CHICAGO — Chicago Public Schools' graduation rates between 2011 and 2014 were lower than the district originally advertised, administrators admitted Thursday. The announcement came after a WBEZ investigation found that the district had been miscategorizing dropouts.

CPS reached artificially high numbers during those years because it didn't count out-of-system transfers and GED enrollees as "dropouts," despite their being categorized a such under state law, according to WBEZ.

Graduation rates are steadily increasing, according to new CPS data, with this year's rate up to 69.9 percent. But last year's rate, originally stated at 69.4 percent, was bumped down to 66.3 percent under the more accurate formula.

This is the first time CPS has acknowledged its inflated numbers, but the faulty data was unearthed months ago in an investigation by WBEZ and the Better Government Association

"Earlier this year, questions were raised about whether the district’s graduation rates were skewed due to improper coding of student transfers at the school level," CPS stated in a release Friday. "CPS determined that changes were necessary to ensure dropouts were not coded as out-of-district transfers."

Despite the revision, administrators said they were encouraged by the solidly rising trend in graduation rates.
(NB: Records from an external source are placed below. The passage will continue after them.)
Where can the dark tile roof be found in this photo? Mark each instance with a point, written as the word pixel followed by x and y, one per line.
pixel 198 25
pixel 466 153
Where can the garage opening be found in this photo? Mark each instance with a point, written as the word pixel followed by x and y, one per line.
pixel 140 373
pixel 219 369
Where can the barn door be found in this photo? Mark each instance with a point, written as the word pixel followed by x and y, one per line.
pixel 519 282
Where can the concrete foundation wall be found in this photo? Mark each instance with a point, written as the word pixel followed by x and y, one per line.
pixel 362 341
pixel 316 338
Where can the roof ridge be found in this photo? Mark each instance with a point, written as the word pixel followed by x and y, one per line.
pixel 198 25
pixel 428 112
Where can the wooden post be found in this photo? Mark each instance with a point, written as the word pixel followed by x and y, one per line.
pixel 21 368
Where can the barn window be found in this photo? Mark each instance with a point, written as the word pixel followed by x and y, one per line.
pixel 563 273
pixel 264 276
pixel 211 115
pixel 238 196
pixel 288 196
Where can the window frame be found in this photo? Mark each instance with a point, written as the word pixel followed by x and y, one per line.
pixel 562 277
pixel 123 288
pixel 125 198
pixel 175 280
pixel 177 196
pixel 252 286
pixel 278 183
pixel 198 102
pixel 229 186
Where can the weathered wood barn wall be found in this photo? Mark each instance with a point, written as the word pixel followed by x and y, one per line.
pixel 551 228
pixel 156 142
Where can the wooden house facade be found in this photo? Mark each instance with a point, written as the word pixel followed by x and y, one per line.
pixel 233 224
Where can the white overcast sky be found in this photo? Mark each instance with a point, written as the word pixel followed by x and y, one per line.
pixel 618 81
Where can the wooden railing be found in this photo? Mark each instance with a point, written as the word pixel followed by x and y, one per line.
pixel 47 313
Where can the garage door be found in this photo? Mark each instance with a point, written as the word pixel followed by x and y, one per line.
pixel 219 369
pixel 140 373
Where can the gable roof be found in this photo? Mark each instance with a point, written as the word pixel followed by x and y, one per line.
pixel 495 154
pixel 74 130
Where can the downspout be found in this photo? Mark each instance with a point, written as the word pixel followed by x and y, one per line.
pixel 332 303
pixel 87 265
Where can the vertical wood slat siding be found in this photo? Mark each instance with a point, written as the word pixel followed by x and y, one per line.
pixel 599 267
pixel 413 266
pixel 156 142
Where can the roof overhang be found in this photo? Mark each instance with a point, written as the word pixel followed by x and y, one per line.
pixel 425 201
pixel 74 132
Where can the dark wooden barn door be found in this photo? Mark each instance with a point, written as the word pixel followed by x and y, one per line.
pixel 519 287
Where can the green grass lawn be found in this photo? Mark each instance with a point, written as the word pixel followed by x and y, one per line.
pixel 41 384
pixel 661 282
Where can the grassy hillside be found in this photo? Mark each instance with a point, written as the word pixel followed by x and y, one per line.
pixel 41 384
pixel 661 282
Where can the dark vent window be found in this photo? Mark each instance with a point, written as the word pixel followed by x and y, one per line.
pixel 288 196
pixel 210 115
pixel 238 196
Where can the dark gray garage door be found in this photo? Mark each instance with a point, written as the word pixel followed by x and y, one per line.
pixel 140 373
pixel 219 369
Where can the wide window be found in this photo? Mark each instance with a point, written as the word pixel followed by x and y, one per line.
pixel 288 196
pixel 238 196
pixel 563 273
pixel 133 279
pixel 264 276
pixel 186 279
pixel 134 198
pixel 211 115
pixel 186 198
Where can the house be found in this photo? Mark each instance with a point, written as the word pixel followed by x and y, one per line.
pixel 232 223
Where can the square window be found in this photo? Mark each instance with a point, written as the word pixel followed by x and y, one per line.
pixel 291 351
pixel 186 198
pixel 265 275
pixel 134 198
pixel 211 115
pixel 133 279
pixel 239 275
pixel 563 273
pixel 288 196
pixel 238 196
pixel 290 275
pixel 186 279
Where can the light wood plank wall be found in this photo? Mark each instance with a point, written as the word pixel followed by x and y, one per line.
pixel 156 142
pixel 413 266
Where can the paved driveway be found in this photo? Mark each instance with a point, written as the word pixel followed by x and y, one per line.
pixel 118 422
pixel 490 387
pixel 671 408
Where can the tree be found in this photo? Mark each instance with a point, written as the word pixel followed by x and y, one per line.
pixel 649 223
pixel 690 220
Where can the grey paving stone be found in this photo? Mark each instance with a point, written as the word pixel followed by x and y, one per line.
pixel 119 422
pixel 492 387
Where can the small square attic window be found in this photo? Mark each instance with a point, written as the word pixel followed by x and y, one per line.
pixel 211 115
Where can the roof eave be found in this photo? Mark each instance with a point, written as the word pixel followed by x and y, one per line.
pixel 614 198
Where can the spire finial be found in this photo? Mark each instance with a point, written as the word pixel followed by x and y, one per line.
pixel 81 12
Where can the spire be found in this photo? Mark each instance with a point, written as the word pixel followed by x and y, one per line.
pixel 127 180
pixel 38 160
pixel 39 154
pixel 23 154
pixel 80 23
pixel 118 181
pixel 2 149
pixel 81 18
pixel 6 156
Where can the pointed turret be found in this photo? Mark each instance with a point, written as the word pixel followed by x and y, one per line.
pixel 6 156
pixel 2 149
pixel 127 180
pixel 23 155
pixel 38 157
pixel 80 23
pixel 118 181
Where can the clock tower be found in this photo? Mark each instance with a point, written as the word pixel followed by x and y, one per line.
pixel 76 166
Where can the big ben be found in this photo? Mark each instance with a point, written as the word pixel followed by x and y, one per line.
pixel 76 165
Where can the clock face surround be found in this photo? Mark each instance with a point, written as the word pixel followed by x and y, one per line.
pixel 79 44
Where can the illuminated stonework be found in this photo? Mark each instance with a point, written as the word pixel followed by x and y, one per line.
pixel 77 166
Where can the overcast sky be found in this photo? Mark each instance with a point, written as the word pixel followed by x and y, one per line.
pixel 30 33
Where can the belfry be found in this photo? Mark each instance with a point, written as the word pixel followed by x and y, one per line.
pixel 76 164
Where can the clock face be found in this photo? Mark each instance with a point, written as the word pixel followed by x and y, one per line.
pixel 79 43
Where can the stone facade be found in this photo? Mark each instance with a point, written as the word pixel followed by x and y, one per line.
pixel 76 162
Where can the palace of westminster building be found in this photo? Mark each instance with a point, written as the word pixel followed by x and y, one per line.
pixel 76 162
“We have to make sure that accountability comes with support,” CPS Chief Academic Office Janice Jackson told the Sun-Times. “What I can say is that I am encouraged by the upward trajectory, despite the changes we had to make.”

According to CPS data,  84 more students graduated in 2015 than in 2014, the smallest increase in years. That means the higher rate has more to do with a reduction in overall enrollment. About 3,800 fewer students attended CPS during the 2014-15 school year than did the year before.

In its Friday announcement, CPS also slightly revised down its freshman on-track rate, from 84.1 percent in 2013-14 to 82.6 percent. The next year's figure, according to the data, really did reach 84.1 percent.

CPS has yet to release school-by-school data for graduation and on-track rates.